The observation was performed on 2022 September 23 (104 days after the GRB)
and consisted of 4x1200 s in the UVB and VIS arms and 8x600 s in the NIR arm.
A filter was adopted to block part of the K band which in return increases
the efficiency of the J and H bands, resulting in a wavelength coverage
between 3000 to 21000 AA.
In a preliminary reduction, we detect several strong emission lines that
we identify as Lyman-alpha, [O II] 3729, [O III] 4959 and [O III] 5007 at a
common redshift of z = 2.3608 +/- 0.0002. The [O II] 3726 and H-beta lines
are affected by sky lines and are consequently not clearly detected. H-alpha
falls outside the covered wavelength range.

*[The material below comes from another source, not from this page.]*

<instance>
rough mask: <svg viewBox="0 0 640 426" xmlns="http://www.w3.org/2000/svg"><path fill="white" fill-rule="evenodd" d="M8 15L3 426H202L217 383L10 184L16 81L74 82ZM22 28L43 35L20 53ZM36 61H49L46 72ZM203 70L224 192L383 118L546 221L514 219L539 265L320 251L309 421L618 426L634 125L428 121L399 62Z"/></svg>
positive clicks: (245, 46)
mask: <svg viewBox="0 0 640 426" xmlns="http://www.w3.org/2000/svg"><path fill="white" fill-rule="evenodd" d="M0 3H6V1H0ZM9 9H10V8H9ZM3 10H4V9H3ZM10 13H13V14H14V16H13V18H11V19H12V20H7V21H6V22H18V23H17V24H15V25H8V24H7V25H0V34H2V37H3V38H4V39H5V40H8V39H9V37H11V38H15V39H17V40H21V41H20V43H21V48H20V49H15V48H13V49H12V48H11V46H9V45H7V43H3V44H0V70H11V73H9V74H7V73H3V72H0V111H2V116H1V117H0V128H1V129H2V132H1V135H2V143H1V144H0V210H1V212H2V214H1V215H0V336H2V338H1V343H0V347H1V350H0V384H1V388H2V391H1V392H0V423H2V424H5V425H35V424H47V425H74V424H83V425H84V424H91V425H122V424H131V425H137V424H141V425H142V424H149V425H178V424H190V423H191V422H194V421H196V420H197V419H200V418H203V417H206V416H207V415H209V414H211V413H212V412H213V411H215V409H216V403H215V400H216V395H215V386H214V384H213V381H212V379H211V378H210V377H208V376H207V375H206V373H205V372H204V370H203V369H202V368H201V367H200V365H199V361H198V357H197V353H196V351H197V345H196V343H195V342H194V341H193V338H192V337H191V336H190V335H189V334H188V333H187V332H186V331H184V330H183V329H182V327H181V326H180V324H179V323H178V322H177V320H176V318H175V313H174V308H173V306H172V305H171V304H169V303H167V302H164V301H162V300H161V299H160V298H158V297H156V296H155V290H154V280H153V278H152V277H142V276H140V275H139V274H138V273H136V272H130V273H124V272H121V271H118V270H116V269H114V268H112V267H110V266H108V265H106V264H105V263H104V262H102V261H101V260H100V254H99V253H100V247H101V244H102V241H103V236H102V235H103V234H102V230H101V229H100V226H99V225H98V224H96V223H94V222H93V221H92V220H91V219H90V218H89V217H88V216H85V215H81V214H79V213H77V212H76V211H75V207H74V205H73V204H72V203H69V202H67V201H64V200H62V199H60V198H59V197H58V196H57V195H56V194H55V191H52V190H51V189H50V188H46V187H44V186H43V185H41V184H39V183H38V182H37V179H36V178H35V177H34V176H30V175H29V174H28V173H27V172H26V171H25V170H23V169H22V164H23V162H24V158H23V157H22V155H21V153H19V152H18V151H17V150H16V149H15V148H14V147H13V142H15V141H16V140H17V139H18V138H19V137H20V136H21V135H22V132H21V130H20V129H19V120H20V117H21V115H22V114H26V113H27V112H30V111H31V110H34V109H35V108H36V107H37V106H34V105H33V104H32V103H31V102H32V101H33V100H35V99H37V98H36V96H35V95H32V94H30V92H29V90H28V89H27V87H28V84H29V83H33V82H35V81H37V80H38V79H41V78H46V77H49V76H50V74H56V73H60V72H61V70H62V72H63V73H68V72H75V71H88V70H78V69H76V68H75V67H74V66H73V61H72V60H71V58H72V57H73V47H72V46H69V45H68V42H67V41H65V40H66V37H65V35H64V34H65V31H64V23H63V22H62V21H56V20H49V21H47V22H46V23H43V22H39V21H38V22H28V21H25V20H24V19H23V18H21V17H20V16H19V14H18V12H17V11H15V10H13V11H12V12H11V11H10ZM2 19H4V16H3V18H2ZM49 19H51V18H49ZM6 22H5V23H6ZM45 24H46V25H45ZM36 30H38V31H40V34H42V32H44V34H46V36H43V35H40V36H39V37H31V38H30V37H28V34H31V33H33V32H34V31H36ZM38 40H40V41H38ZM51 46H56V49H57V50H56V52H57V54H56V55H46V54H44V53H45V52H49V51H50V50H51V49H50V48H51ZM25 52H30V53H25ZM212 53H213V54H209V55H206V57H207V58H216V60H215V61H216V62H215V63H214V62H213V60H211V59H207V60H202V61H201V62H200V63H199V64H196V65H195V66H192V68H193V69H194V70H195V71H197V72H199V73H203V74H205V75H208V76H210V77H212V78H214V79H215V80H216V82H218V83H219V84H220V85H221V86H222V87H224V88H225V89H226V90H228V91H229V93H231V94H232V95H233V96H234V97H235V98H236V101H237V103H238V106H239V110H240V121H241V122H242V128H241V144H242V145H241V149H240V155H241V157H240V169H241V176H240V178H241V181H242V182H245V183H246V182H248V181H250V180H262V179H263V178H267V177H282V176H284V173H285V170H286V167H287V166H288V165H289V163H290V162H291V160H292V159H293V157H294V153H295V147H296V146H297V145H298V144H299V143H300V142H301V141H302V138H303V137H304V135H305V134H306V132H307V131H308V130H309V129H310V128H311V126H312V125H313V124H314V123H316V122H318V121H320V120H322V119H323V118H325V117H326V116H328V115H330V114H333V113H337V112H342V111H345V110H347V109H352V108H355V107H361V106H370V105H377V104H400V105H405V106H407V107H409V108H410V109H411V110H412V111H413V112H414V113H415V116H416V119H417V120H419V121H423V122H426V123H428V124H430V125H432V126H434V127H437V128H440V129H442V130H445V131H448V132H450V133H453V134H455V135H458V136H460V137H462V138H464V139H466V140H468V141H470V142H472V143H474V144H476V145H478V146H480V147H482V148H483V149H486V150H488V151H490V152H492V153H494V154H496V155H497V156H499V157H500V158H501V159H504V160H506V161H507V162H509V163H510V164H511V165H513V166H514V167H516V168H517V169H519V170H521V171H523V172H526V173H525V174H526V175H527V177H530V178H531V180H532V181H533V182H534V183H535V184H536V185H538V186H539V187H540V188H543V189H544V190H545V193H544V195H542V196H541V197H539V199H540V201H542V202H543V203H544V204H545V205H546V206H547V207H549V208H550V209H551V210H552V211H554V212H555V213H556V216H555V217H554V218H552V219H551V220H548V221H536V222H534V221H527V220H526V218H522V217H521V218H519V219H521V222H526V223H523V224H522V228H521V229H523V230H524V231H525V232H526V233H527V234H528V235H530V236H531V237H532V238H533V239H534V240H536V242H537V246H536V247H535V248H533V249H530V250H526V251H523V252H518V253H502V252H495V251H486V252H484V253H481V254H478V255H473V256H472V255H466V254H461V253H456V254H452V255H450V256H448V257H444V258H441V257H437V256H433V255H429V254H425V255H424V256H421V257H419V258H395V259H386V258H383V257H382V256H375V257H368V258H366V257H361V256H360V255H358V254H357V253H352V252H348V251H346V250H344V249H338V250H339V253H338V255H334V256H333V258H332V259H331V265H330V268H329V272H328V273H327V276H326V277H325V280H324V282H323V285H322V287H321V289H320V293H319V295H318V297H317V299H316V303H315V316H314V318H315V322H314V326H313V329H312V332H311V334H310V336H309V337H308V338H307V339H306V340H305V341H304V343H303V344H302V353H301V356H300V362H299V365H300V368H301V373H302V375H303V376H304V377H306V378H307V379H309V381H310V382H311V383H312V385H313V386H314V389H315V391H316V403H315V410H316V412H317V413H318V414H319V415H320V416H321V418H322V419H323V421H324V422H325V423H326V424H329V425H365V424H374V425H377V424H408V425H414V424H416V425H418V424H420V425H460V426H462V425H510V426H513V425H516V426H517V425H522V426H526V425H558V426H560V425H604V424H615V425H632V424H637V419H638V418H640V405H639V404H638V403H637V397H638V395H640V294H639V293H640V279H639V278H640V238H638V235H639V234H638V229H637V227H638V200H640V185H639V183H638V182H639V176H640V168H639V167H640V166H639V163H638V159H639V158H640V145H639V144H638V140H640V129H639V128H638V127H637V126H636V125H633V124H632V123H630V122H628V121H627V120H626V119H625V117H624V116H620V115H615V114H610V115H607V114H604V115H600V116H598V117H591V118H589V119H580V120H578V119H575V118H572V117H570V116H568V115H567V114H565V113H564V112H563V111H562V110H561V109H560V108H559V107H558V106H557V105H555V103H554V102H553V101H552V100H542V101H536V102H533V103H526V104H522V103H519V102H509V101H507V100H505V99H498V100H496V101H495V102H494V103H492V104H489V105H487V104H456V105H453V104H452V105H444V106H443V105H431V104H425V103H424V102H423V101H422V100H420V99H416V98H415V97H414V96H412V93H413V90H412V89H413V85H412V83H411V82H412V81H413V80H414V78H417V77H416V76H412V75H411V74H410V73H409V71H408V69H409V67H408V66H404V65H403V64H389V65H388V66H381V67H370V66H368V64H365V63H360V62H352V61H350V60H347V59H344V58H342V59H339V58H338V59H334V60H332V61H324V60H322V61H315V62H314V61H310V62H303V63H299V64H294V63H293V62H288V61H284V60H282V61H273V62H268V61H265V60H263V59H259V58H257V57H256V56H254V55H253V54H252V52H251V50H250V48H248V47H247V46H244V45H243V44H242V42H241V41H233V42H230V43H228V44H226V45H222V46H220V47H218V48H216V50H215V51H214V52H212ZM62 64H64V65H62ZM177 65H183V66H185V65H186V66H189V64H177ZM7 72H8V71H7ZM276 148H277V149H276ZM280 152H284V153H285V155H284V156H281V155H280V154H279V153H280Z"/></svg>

This result is supported by a VLT/MUSE spectrum obtained on 2022 August 24,
covering the wavelength range 4800 to 9300 AA, which shows no emission nor
absorption features, consistent with the measured redshift from X-shooter.
The positional coincidence between our target and the optical and X-ray
afterglow suggests a physical association. Furthermore, our spectra show
that the archival counterpart is a star-forming galaxy, akin to a typical
long GRB host. Our observations bring thus evidence that the GRB was not
physically associated with the local, nearby galaxy MCG-06-10-007 at z = 0.049
(Cenko et al., GCN 32191), and their proximity is a chance coincidence.
We acknowledge expert support from the ESO staff in Paranal, in particular
Thomas Rivinius and Michael Abdul-Masih.